Bird species such as the common cuckoos in Europelay their eggs in other birds’ nests and use them as hosts. How these hosts respond to parasitic eggs in their nests is the focal research question of Professor Mark E. Hauber. The biologist from the University of Illinois at Urbana-Champaign (USA) is one of the world’s leading researchers on the behaviours and communication systems between different birds, including the mutual influence of two species on each other (co-evolution). Hauber comes to Bielefeld University as the recipient of the renowned Alexander von Humboldt Research Award, which is endowed with 60,000 euros. Until December, he will be conducting research in the working group of Bielefeld Professor Dr Oliver Krüger.
‘During my research stay at Bielefeld University, I will investigate in particular how hormones act to mediate host-parasite interactions in birds. In this context, I aim to understand how hosts can recognise and reject parasitic eggs in their nests, for example,’ says Mark E. Hauber. During his time in Bielefeld, he combines his research activities with the work of Bielefeld colleagues. Hauber says: ‘Bielefeld University and its behavioural biology research group are leaders in the study of avian behavioural ecology and evolution and in understanding the developmental basis of avian behaviour.’

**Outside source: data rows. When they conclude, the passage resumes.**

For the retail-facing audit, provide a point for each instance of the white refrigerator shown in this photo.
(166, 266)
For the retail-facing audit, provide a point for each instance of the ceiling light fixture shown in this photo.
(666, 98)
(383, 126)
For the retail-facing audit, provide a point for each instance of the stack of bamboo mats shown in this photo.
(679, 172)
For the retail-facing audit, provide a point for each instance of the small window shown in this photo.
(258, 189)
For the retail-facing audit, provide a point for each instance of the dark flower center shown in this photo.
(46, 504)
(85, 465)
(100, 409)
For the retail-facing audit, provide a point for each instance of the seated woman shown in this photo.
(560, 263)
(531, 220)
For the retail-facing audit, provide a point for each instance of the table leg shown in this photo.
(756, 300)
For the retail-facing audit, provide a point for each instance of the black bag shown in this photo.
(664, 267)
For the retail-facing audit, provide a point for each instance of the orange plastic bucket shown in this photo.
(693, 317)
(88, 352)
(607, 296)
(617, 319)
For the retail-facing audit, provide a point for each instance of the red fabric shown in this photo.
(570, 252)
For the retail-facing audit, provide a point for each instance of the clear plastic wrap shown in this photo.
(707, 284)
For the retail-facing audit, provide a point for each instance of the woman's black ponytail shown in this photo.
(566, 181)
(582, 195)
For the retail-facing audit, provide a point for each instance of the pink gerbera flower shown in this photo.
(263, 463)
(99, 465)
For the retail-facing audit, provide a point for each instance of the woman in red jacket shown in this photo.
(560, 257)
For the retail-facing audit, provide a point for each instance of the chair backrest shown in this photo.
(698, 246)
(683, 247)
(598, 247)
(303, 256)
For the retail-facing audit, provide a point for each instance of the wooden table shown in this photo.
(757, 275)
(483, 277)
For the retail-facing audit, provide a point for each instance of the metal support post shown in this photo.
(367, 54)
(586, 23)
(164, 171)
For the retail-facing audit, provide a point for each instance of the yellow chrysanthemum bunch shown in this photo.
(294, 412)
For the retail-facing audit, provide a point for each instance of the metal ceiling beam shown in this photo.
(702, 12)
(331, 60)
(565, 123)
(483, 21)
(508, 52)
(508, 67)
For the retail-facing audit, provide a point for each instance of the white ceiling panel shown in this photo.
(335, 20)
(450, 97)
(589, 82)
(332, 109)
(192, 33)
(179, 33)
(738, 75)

Professor Dr Oliver Krüger is Mark E. Hauber’s host at Bielefeld University. ‘Hauber’s research on behaviour between birds has shaped the field over the last 20 years. Based on his work, we can increasingly understand how parasites trick their hosts and what counter-adaptations the hosts unfold.’ Hauber’s work is particularly interesting with regard to research on individualization: ‘How variation between individuals such as birds leads to adaptations is a core topic of our research focus in behavioural research,’ says the Bielefeld working group leader.

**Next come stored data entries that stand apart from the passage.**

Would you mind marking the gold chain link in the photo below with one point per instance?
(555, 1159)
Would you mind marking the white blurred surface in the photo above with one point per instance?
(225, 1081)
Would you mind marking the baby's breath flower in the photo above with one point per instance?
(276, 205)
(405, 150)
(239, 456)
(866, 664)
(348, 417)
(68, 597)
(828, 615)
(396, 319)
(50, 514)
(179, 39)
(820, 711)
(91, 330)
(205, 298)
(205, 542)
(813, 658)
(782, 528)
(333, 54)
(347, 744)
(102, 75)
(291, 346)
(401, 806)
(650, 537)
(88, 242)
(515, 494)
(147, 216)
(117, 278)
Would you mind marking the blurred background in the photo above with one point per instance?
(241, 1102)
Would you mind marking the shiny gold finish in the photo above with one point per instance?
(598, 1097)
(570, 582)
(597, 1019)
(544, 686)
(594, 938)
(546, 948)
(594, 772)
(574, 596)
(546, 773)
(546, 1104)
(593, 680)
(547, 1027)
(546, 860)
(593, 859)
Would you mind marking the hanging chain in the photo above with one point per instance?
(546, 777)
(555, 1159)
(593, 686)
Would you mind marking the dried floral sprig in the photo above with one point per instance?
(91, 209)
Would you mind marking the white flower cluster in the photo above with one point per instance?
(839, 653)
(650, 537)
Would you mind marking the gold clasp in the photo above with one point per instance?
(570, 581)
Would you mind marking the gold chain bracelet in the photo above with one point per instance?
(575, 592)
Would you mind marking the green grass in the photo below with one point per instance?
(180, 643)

Oliver Krüger is the spokesperson for the Collaborative Research Centre on the Individual Niche (SFB 212) at Bielefeld University and conducts research on the causes, mechanisms and effects of individualization in the joint project ‘Individualization in Changing Environments’ (InChangE). Researchers from Bielefeld University and the University of Münster work together in both collaborative projects.

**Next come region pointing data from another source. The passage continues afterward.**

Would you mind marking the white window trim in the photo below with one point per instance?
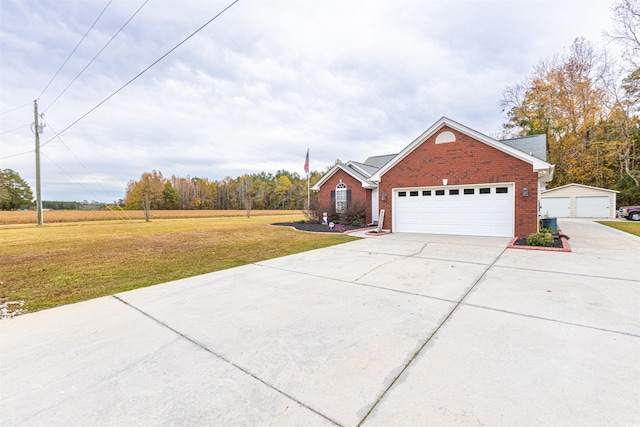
(341, 197)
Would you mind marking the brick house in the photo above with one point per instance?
(449, 180)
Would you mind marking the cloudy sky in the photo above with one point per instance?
(260, 84)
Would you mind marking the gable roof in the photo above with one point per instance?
(579, 185)
(535, 145)
(356, 170)
(379, 161)
(544, 169)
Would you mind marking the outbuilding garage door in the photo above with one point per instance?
(592, 207)
(558, 207)
(485, 210)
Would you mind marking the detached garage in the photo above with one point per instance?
(578, 201)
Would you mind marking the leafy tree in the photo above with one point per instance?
(14, 191)
(170, 196)
(566, 100)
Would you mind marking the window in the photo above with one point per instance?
(341, 197)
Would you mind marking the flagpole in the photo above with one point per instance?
(308, 190)
(308, 194)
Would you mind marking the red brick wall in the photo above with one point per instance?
(465, 161)
(358, 193)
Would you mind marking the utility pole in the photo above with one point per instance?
(38, 131)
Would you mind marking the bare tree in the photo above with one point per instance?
(626, 18)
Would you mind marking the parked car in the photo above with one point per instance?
(630, 212)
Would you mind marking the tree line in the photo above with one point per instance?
(587, 105)
(282, 190)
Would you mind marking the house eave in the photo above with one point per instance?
(537, 164)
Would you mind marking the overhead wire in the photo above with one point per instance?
(78, 159)
(143, 71)
(17, 154)
(72, 177)
(96, 56)
(16, 108)
(74, 49)
(14, 129)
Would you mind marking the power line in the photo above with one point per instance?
(96, 55)
(142, 72)
(74, 49)
(15, 108)
(71, 176)
(17, 154)
(14, 129)
(78, 159)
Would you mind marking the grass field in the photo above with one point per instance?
(63, 263)
(30, 217)
(630, 227)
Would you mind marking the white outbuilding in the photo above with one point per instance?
(578, 201)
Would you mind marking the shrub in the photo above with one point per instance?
(540, 239)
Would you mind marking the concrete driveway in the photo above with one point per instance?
(402, 329)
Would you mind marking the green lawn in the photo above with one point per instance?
(65, 263)
(631, 227)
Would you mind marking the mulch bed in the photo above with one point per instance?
(319, 228)
(557, 242)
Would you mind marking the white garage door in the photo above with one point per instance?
(557, 207)
(592, 207)
(485, 210)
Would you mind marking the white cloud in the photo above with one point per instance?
(262, 83)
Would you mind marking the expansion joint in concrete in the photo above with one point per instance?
(429, 338)
(218, 356)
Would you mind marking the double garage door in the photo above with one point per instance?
(483, 210)
(585, 207)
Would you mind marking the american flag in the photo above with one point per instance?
(306, 163)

About the Alexander von Humboldt Research Award
With the Alexander von Humboldt Research Award, the Humboldt Foundation grants up to 100 internationally leading researchers in their own field across all disciplines of investigation. Award winners are invited to conduct a research project of their choice at a research institution in Germany in cooperation with specialist colleagues there. The prize money amounts to a total of 60,000 euros for each award winner.